La sortie du film événement de Ridley Scott sur la vie de Napoléon Bonaparte a suscité de vifs débats en France. Les avis sont partagés mais les historiens semblent unanimes pour en relever les erreurs.
Ce film est-il un Austerlitz ou un Waterloo cinématographique ? C’est la question que se posent les curieux qui se demandent s’ils vont se rendre dans les salles obscures pour voir Napoléon de Ridley Scott. Le film a démarré sur les chapeaux de roue avec, pour son premier jour en salle, 120 000 spectateurs. Il n’en demeure pas moins l’objet de vives critiques de la part d’historiens et de passionnés de la vie de l’empereur, incarné ici par l’acteur Joaquin Phoenix.
Les scènes de bataille, «des bagarres entre bandes rivales»

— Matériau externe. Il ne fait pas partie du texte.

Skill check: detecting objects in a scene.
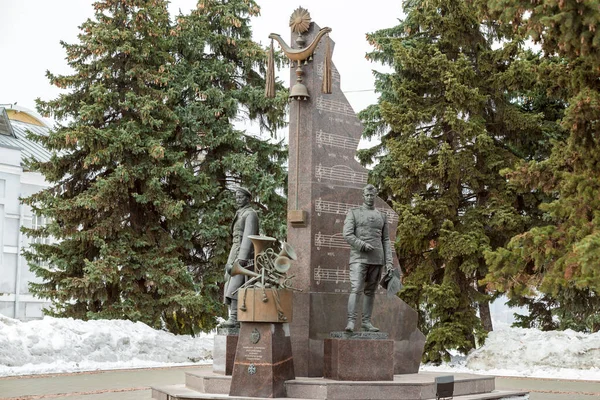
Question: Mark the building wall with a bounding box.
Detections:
[0,148,48,320]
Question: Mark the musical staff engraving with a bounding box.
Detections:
[315,232,350,250]
[315,163,368,185]
[317,129,359,150]
[317,96,356,118]
[313,265,350,285]
[315,197,398,224]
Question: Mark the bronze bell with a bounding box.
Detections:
[289,82,310,100]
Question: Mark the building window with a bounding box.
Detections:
[31,214,52,268]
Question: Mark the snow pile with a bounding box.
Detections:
[421,324,600,380]
[0,315,213,376]
[466,328,600,371]
[0,316,600,380]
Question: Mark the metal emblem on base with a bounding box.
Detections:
[250,328,260,344]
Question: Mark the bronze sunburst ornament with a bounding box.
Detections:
[290,7,311,34]
[265,7,332,100]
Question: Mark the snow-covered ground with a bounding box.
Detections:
[0,316,600,380]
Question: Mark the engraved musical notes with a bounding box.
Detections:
[313,265,350,285]
[315,163,368,185]
[317,96,356,118]
[315,232,350,250]
[317,129,359,151]
[315,197,398,224]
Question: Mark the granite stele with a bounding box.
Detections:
[152,8,526,400]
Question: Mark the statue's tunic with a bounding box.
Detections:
[343,205,392,266]
[225,205,258,304]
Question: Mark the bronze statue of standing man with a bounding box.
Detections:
[343,185,393,332]
[221,187,258,328]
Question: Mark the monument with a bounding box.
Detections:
[152,8,526,400]
[282,10,425,377]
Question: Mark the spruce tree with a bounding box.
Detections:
[359,0,547,362]
[172,0,287,294]
[24,0,285,333]
[486,0,600,332]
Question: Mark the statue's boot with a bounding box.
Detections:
[221,300,240,328]
[346,293,358,332]
[361,295,379,332]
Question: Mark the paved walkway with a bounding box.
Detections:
[0,365,600,400]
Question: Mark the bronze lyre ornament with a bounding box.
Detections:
[229,235,298,322]
[265,7,331,100]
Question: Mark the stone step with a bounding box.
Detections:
[152,385,528,400]
[152,385,311,400]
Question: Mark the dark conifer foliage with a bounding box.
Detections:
[486,0,600,332]
[359,0,560,362]
[24,0,286,333]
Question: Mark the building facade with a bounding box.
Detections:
[0,105,50,320]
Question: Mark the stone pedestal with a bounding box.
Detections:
[229,322,295,398]
[323,332,394,381]
[213,328,240,375]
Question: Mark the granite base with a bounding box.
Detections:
[213,328,240,375]
[229,322,295,398]
[323,332,394,381]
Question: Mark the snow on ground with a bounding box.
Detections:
[421,324,600,381]
[0,315,213,376]
[0,316,600,381]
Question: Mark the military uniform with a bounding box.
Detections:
[343,205,392,331]
[224,205,258,304]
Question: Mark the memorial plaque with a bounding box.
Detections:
[213,328,240,375]
[229,322,295,397]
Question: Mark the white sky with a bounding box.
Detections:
[0,0,401,121]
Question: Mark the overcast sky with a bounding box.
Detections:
[0,0,401,125]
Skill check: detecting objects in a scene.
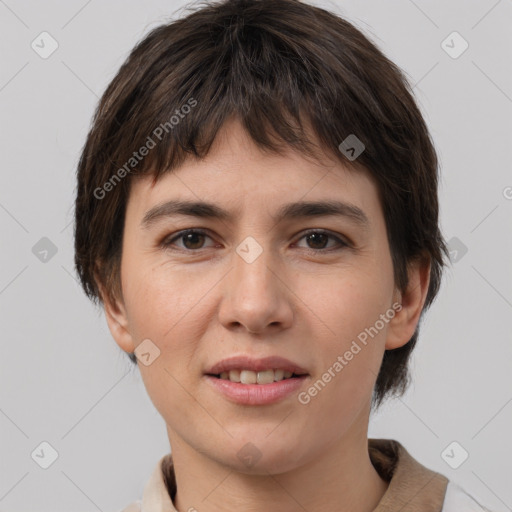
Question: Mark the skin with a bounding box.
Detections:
[99,120,429,512]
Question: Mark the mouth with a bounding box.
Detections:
[204,355,310,405]
[206,368,308,385]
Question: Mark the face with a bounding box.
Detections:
[108,117,424,472]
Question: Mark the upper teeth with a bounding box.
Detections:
[220,370,293,384]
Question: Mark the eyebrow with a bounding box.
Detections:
[141,200,370,229]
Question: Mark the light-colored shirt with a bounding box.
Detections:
[122,439,496,512]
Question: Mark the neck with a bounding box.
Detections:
[169,410,388,512]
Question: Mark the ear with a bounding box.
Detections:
[385,258,430,350]
[96,272,135,353]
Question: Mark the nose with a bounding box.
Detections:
[219,240,294,334]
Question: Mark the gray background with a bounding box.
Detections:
[0,0,512,512]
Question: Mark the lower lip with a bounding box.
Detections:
[206,375,308,405]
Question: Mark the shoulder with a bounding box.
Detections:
[441,481,492,512]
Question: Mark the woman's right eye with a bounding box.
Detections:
[161,229,215,252]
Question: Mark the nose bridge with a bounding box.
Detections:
[220,236,291,332]
[232,236,276,300]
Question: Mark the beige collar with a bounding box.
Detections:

«Joaquin Phoenix est un Napoléon un peu vulgaire, un peu grossier», a d’ailleurs taclé le directeur de la fondation Napoléon Thierry Lentz, pour qui ce film est une déception. Aussi cet historien a-t-il déploré dans les colonnes du Figaro que les scènes de batailles «ressemblent à des bagarres entre bandes rivales, dans le style de celles des Vikings de la série Valhalla». Il regrette par ailleurs «l’absence quasi-totale de personnages secondaires», avec un long-métrage qui se focalise sur les seuls personnages de Napoléon et de l’impératrice Joséphine.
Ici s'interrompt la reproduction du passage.